CONSORT diagram of the study procedures.

Exclusion criteria included an admission diagnosis of acute VTE, age < 13 years, pregnancy, severe chronic respiratory disease, severe chronic liver disease (Child-Pugh Score of 10-15), moribund patients not expected to survive 24 h, recent surgery, and acute myocardial infarction within 30 days. Severe chronic respiratory disease was defined as the following: chronic hypercapnia with Paco2 > 45 mm Hg, chronic hypoxemia with Pao2 < 55 mm Hg on Fio2 = 0.21, hospitalization within the last 6 months for respiratory failure (Paco2 > 50 mm Hg and/or Pao2 < 55 mm Hg on 0.21 Fio2), secondary polycythemia, severe pulmonary hypertension (mean PAP > 40 mm Hg), or chronic ventilator dependency.

After informed consent, demographic data, comorbid conditions, physiologic parameters, laboratory data, admission APACHE (Acute Physiology and Chronic Health Evaluation) II scores, and VTE prophylaxis regimens were recorded.
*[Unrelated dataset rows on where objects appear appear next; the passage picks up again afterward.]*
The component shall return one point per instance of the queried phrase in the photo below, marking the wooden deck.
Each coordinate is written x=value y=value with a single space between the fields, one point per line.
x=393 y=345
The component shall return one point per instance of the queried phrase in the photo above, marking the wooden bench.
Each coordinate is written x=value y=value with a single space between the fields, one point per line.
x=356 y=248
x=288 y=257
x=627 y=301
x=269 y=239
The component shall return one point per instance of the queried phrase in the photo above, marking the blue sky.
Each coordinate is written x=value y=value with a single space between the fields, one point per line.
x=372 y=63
Although the choice of VTE prophylaxis was left to the treating physicians, the receipt of VTE prophylaxis was recorded for all patients and then daily while they remained in the ICU. Standardized ICU protocols allowed for the use of either low-dose unfractionated heparin (UFH) administered bid or tid or low-molecular-weight heparin (LMWH) once daily as appropriate unless patients were on a vitamin K antagonist for another indication that was continued. If patients had a contraindication to pharmacologic-based VTE prophylaxis (eg, active bleeding or high risk of bleeding) knee-high sequential compression devices (SCDs) were used. Patients were evaluated for evidence of VTE during ICU care as detailed later. We also captured all-cause 28-day mortality.
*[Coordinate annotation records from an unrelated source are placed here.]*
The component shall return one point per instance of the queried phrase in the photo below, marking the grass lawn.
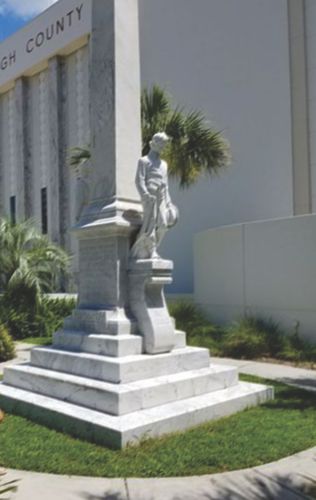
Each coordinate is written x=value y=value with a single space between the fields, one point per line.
x=256 y=436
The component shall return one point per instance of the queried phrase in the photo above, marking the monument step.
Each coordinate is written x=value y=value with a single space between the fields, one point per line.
x=120 y=370
x=105 y=345
x=118 y=431
x=119 y=399
x=100 y=322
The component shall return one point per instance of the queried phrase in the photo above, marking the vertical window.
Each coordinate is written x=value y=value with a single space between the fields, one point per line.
x=13 y=209
x=44 y=210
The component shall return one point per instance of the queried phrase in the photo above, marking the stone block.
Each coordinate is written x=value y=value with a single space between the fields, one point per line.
x=120 y=370
x=120 y=399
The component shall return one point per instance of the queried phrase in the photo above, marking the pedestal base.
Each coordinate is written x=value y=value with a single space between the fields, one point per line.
x=118 y=431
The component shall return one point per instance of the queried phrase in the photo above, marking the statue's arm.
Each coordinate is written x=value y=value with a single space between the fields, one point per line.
x=168 y=199
x=140 y=180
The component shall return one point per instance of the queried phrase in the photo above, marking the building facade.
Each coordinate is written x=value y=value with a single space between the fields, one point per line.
x=250 y=65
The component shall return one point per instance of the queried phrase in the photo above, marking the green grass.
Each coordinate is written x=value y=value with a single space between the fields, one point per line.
x=256 y=436
x=248 y=338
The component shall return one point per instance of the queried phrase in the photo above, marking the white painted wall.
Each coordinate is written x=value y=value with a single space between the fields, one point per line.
x=230 y=59
x=265 y=268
Evaluation for Signs and Symptoms of DVT

Immediately prior to compression ultrasonography (CUS), trained clinical research staff evaluated patients for signs and symptoms consistent with DVT using a standardized assessment that was defined a priori. Specifically, each patient was assessed for the following: (1) localized tenderness, (2) swelling, (3) pitting edema, and/or (4) erythema in each lower extremity. If a central venous catheter (CVC) was present, the presence or absence of these symptoms was also assessed in the upper extremity. Patients with one or more of these were coded as having signs or symptoms consistent with DVT.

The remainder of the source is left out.